Christening a boat can be viewed as superstitious or just an excuse to get your friends over to have a good time. Regardless of your views on superstition, it should be as much fun as possible, especially if you’re christening a new Crownline. In this post, we’ll go over some of the best practices and offer suggestions on how to give your boat the ceremony it deserves.
Christening your boat has a been a tradition among seafarers for thousands of years. It’s essentially an invitation for the sea gods to bless your boat. Of course, this requires a little bit of a sacrifice. Luckily, the sea gods enjoy wine and champagne, so really all you need is a bottle of wine, champagne or cider, a bag to catch the glass in, a few leaves, some of your closest friends, your boat and your dock or slip at a harbor, and a blessing for your boat.
This tradition has been around for almost as long as boating itself and used to last for hours. Most of those hours were spent drinking with the crew, but there was a long ceremony during which the captain would deliver an eloquent speech about the new vessel. Today, things are a little more streamlined. Now, the captain just says a few words about the boat before the group raises a toast to the honor of the boat (and its new name if it has one), the captain then breaks the bottle of champagne against the bow and pours it over the bow. He then drapes the leaves over the bow (this represents a safe return to land) before the group sets off on the boat’s maiden voyage. As a note of safety and concern, you should now use special made christening bottles when breaking them against the boat. These catch all the glass, are easier to break and are completely safe for the environment. Plus, you get to save to the real champagne or wine for drinking!
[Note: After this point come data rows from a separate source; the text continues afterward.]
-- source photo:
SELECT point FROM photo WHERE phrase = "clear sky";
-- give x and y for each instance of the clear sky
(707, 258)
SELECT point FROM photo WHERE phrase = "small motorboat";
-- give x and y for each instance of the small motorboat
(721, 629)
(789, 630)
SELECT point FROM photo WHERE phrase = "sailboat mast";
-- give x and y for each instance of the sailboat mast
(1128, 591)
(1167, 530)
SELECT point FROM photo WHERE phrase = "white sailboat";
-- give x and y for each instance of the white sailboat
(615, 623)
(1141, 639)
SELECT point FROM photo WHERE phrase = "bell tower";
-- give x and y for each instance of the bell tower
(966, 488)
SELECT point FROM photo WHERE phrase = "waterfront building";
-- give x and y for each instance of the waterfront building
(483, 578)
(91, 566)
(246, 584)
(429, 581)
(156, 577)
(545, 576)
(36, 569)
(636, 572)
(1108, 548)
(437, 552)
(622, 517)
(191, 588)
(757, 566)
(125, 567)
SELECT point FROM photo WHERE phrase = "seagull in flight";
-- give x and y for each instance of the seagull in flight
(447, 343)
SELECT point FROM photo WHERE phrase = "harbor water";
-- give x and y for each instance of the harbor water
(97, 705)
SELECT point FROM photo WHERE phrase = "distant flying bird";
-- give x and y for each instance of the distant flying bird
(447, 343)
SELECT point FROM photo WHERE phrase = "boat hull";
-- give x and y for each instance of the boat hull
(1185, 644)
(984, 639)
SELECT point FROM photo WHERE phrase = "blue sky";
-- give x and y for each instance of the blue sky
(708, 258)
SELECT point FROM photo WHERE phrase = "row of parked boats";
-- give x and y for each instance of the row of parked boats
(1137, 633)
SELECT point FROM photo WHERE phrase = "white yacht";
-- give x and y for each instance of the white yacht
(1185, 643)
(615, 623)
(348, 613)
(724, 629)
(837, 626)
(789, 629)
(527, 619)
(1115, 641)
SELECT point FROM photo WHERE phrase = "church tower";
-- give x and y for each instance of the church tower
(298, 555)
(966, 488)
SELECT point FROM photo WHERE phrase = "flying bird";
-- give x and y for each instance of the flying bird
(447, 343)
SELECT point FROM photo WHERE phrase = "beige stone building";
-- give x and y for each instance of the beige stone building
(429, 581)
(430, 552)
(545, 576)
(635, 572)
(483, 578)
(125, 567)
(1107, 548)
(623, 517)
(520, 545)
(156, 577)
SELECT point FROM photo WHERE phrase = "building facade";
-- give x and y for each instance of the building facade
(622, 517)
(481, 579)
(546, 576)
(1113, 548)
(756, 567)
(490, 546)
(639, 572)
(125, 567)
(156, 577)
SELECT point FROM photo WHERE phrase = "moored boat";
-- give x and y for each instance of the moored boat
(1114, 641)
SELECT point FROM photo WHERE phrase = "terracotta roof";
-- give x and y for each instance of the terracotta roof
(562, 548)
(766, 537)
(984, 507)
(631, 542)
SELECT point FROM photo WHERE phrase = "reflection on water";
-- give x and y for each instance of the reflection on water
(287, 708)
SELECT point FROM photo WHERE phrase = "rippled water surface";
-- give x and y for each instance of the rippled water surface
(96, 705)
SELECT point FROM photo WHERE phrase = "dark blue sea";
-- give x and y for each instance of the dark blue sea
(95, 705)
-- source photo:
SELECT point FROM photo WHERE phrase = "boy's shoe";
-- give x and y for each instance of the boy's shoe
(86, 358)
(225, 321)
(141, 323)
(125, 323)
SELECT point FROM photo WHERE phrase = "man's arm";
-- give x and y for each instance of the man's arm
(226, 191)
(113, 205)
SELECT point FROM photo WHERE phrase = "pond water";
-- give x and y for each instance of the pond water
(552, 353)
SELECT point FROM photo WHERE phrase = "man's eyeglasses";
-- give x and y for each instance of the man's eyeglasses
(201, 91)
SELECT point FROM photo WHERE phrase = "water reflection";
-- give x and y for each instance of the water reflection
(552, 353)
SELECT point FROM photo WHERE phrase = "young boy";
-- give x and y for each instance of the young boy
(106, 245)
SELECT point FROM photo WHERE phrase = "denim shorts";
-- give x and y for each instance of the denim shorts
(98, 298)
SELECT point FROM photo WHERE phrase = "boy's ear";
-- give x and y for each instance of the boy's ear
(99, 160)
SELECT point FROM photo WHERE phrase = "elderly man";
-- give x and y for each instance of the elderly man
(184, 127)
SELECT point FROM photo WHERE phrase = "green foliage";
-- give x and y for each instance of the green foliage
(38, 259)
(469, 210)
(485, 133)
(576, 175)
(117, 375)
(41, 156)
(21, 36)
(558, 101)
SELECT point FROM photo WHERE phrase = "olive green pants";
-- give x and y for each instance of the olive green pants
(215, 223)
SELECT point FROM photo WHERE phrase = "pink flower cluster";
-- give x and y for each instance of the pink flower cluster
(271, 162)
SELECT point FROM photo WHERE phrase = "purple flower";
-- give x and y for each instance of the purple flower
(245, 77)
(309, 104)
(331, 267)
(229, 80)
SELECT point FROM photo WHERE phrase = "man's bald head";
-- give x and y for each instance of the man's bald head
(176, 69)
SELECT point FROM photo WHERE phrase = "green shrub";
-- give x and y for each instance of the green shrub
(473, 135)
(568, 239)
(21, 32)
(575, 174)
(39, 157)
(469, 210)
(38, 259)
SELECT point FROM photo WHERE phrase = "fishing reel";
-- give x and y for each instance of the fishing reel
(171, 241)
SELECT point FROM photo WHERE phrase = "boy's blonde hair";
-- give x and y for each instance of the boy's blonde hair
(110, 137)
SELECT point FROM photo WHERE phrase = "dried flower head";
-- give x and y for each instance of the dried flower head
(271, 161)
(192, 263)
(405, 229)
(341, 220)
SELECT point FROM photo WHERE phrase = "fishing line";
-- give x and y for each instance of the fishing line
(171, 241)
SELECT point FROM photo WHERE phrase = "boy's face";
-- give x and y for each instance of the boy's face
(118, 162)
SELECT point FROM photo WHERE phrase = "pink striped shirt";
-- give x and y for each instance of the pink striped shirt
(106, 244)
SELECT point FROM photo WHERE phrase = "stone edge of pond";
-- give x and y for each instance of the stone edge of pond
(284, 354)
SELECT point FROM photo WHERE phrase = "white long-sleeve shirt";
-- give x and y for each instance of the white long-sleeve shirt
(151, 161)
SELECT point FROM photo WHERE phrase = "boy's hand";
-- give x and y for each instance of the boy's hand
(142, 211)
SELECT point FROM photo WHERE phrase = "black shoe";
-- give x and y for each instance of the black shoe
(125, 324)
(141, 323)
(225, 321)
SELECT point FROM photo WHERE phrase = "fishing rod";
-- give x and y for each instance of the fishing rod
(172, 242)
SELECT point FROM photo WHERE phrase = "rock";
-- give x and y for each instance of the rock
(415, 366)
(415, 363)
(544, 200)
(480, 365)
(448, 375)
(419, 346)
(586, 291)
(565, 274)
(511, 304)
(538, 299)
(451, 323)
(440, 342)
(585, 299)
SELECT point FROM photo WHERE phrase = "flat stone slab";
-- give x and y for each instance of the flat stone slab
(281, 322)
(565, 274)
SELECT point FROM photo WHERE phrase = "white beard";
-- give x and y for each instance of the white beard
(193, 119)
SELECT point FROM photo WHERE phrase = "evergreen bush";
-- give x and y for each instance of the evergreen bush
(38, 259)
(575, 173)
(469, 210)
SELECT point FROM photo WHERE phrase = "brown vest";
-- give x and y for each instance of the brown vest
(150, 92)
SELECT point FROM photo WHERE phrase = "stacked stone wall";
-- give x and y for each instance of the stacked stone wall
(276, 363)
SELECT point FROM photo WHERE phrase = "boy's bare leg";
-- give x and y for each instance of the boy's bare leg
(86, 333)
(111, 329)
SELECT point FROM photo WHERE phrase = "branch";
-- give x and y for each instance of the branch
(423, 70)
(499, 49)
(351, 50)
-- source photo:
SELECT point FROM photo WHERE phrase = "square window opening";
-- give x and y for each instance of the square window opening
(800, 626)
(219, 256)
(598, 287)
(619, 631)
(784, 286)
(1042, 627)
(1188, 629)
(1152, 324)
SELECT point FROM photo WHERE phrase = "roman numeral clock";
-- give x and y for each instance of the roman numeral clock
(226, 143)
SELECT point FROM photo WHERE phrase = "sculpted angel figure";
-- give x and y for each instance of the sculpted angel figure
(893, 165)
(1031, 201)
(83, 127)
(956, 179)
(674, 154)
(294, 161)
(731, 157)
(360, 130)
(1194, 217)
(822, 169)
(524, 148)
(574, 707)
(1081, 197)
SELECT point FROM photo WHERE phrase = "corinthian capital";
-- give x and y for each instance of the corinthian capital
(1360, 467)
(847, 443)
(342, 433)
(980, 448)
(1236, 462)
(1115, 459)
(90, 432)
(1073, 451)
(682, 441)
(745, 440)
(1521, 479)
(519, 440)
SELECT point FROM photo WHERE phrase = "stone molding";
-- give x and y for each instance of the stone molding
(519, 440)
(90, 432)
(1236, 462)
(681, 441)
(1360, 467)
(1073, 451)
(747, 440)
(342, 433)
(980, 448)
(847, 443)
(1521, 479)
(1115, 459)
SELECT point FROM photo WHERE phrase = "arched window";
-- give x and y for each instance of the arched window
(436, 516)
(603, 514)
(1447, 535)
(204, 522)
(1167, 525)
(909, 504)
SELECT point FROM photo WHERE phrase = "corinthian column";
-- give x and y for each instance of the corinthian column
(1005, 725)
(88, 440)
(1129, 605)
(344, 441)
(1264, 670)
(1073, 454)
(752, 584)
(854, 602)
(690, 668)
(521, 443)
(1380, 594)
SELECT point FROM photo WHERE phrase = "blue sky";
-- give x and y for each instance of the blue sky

In the old days, the christening of a boat was actually just a renaming ceremony. It was considered bad luck to use a boat’s name under an old captain. These days, it doesn’t necessarily have to be anything related to the name of your boat. You certainly don’t have to name your boat, but why not? It’s a fun thing to do and it typically makes individuals like their boat more than they did already. If the boat was previously owned and had a different name you need to remove the old name. If you want to ceremoniously remove the old name and apply the new one, this could be a fun thing to do at the ceremony. Just make sure you have the right tools. No one wants to watch someone scratch at their new boat.
As far as the actually speech or toast goes, it’s totally up to you. Say something funny or personal about the boat and why it is special to you. If you aren’t feeling creative, then feel free to borrow one of these Irish classics. The Irish typically had the best toasts and blessings.
“May the road rise up to meet you.
May the wind be always at your back.
May the sun shine warm upon your face,
And the rains fall soft upon your fields.
And, until we meet again,
May God hold you in the hollow of his hand. “
“There are good ships,
And there are wood ships,
The ships that sail the sea.
But the best ships,
And may they always be.”
In conclusion, the christening ceremony is something that you can put your personal spin on or play by the books. A lot of people choose not to do them these days, but where’s the fun in that? Getting a new boat should always be a great time. Make sure to enjoy it as much as you can and invite the people you care about most. Christening a boat is better with the ones you love.